El 10% del surfactante pulmonar está constituido por las apoproteínas SP-A, SP-B, SP-C y SP-D asociadas a los lípidos. Estas proteínas regulan la estructura, propiedades biofísicas y metabolismo de las lipoproteínas. La proteína SP-A es una proteína multimérica que tiene un peso molecular de 26 a 38 kDa. Esta apoproteína tiene un papel muy importante en el ensamblaje y mantenimiento de la monocapa alveolar ya que controla la secreción y captación del surfactante pulmonar por los neumocitos tipo II. La SP-A también juega un papel en la inmunomodulación, aumentando la migración y capacidad fagocítica de los macrófagos alveolares (19).
La SP-A media la actividad micoplasmicida de los macrófagos alveolares (20) e interviene en la eliminación del Streptococcus del grupo B. El factor de necrosis tumoral alfa inhibe el RNA mensajero y la síntesis de SP-A, por lo que podría ser un factor para el SDR; mientras que, en fetos con corioamnionitis, la elevación de la interleukina-6 promueve la maduración pulmonar fetal induciendo la síntesis de SP-A y disminuyendo el SDR en los neonatos (21).
La SP-A también inhibe la secreción de fosfatidilcolina y facilita la captación de fosfolípidos por los neumocitos tipo II. Los fosfolípidos y la SP-A se secretan coordinadamente al alvéolo (22).

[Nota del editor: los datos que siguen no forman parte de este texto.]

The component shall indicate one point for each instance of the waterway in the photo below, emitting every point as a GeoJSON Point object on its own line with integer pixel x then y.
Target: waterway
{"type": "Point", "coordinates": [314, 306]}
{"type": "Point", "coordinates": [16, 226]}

La apoproteína SP-B se secreta en forma independiente de los CL. La forma madura de la proteína tiene un peso molecular de 7 a 8 kDa y tiene una distribución periódica de residuos polares y no polares característicos de proteínas asociadas a superficies de membrana de las interfases aire/ líquido (22).
La secreción del surfactante ocurre mediante exocitosis de los CL. El proceso ocurre por fusión de la membrana limitante que rodea los CL con la membrana plasmática del los neumocitos tipo II. La secreción in vitro del surfactante es estimulada por los agonistas β-adrenérgicos, catecolaminas, adenosina y toxina del cólera, agentes éstos que activan la adenilciclasa e incrementan el AMP cíclico (AMPc). La síntesis de surfactante es estimulada también por glucocorticoides, prolactina, hormonas tiroideas, insulina y estrógenos (22, 23).
La depuración del surfactante de los alvéolos puede ocurrir por varias vías incluyendo ingestión por macrófagos alveolares, ascenso a las vías aéreas, degradación enzimática en la superficie alveolar y re-captación por neumocitos tipo II y otras células. El surfactante puede ser internalizado nuevamente a los CL y secretado; un 25 a 95% del surfactante pulmonar hace reciclaje (24).